All of them generate the machine instruction that is part of the name.

     v2si __builtin_ia32_pf2iw (v2sf);
     v2sf __builtin_ia32_pfnacc (v2sf, v2sf);
     v2sf __builtin_ia32_pfpnacc (v2sf, v2sf);
     v2sf __builtin_ia32_pi2fw (v2si);
     v2sf __builtin_ia32_pswapdsf (v2sf);
     v2si __builtin_ia32_pswapdsi (v2si);

 The following built-in functions are available when ‘-mrtm’ is used
They are used for restricted transactional memory.  These are the
internal low level functions.  Normally the functions in *note x86
transactional memory intrinsics:: should be used instead.

     int __builtin_ia32_xbegin ();
     void __builtin_ia32_xend ();
     void __builtin_ia32_xabort (status);
     int __builtin_ia32_xtest ();

 The following built-in functions are available when ‘-mmwaitx’ is used.
All of them generate the machine instruction that is part of the name.
     void __builtin_ia32_monitorx (void *, unsigned int, unsigned int);
     void __builtin_ia32_mwaitx (unsigned int, unsigned int, unsigned int);

 The following built-in functions are available when ‘-mclzero’ is used.
All of them generate the machine instruction that is part of the name.
     void __builtin_i32_clzero (void *);

 The following built-in functions are available when ‘-mpku’ is used.
They generate reads and writes to PKRU.
     void __builtin_ia32_wrpkru (unsigned int);
     unsigned int __builtin_ia32_rdpkru ();

 The following built-in functions are available when ‘-mshstk’ option is
used.  They support shadow stack machine instructions from Intel
Control-flow Enforcement Technology (CET). Each built-in function
generates the machine instruction that is part of the function's name.
These are the internal low-level functions.  Normally the functions in
*note x86 control-flow protection intrinsics:: should be used instead.
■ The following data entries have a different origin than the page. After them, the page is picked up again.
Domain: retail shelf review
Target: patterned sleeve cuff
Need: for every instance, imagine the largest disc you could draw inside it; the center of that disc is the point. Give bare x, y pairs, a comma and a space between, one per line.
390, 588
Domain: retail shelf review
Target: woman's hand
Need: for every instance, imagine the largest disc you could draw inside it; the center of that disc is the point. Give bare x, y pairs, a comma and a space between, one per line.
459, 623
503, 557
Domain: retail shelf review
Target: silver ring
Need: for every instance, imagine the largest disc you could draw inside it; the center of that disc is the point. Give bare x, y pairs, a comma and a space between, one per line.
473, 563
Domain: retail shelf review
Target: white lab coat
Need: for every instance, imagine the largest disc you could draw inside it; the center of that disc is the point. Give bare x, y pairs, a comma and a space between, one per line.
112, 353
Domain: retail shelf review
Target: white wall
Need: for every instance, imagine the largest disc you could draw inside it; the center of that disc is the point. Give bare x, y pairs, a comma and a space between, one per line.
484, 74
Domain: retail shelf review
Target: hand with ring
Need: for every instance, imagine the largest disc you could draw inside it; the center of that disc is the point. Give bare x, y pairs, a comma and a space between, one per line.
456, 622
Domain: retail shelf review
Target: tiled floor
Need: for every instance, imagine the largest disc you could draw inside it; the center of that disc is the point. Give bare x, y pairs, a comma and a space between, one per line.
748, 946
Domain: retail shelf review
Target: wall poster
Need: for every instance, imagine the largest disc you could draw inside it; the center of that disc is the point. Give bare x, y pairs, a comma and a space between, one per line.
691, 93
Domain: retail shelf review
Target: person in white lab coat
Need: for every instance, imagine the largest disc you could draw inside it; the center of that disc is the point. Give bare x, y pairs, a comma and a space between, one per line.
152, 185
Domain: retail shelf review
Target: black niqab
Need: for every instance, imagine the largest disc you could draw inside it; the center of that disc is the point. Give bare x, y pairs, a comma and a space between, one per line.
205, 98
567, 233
     unsigned int __builtin_ia32_rdsspd (void);
     unsigned long long __builtin_ia32_rdsspq (void);
     void __builtin_ia32_incsspd (unsigned int);
     void __builtin_ia32_incsspq (unsigned long long);
     void __builtin_ia32_saveprevssp(void);
     void __builtin_ia32_rstorssp(void *);
     void __builtin_ia32_wrssd(unsigned int, void *);
     void __builtin_ia32_wrssq(unsigned long long, void *);
     void __builtin_ia32_wrussd(unsigned int, void *);
     void __builtin_ia32_wrussq(unsigned long long, void *);
     void __builtin_ia32_setssbsy(void);
     void __builtin_ia32_clrssbsy(void *);